Case ID: so2d_814/html/1111-01.html
Source: Caselaw Access Project
Author: {"author": "WHATLEY, Judge.", "license": "Public Domain", "url": "https://static.case.law/"}
Date Created: 2024-08-24T03:29:51.129683

Thearon SAMPSON, Appellant, v. STATE of Florida, Appellee.
    No. 2D02-525.
    District Court of Appeal of Florida, Second District.
    April 3, 2002.
   WHATLEY, Judge.

Thearon Sampson challenges the trial court’s order summarily denying his motion for postconviction relief filed pursuant to Florida Rule of Criminal Procedure 3.850. Sampson raised two grounds in his motion. We affirm, without comment, the denial of one of the grounds, but we reverse and remand for further proceedings on the other ground.

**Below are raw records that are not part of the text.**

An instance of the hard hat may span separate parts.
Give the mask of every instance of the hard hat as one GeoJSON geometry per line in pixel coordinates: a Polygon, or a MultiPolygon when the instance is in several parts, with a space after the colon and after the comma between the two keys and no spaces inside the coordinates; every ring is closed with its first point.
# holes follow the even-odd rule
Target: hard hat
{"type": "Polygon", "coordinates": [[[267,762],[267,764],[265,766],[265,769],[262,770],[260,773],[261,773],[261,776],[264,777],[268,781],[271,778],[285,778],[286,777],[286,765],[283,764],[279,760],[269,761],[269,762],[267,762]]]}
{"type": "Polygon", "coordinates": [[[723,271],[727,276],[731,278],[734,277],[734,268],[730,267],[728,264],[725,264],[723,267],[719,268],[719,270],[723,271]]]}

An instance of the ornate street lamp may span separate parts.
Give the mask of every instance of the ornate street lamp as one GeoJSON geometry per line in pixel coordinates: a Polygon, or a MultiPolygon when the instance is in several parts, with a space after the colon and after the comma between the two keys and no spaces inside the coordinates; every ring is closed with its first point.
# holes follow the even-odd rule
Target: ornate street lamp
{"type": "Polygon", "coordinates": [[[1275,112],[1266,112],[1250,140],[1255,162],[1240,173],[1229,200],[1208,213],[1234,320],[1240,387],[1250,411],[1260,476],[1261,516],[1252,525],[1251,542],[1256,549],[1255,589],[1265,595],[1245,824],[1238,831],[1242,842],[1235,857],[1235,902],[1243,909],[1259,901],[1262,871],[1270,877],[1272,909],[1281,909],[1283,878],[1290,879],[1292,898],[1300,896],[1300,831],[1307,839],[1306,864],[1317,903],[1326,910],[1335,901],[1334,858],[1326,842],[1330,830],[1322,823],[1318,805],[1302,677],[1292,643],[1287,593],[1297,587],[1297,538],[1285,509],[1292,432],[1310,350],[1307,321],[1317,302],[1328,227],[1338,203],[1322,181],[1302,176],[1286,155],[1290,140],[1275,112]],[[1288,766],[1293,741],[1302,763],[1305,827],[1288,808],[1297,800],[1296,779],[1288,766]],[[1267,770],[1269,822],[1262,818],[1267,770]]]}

Sampson pleaded with the understanding that he would be sentenced as a habitual offender. He later timely filed a 3.850 motion in which he alleged that his plea was involuntary because he was not informed of the consequences of habituali-zation. Because Sampson’s claim was facially insufficient under Newsome v. State, 704 So.2d 213 (Fla. 2d DCA 1998), this court affirmed the denial of the claim “without prejudice to Sampson’s right to file a facially sufficient rule 3.850 motion.” Sampson filed a second rule 3.850 motion, which included this claim. This time, in compliance with Newsome, Sampson alleged that he would not have pleaded if he had been aware of the reasonable consequences of habitualization. The trial court denied this claim, finding that it was both successive and time barred. However, Sampson filed this ground of his motion in response to our mandate. We therefore reverse the trial court’s denial of the claim and remand to the trial court with directions to consider the claim.

Affirmed in part, reversed in part, and remanded.

NORTHCUTT and STRINGER,-JJ., Concur.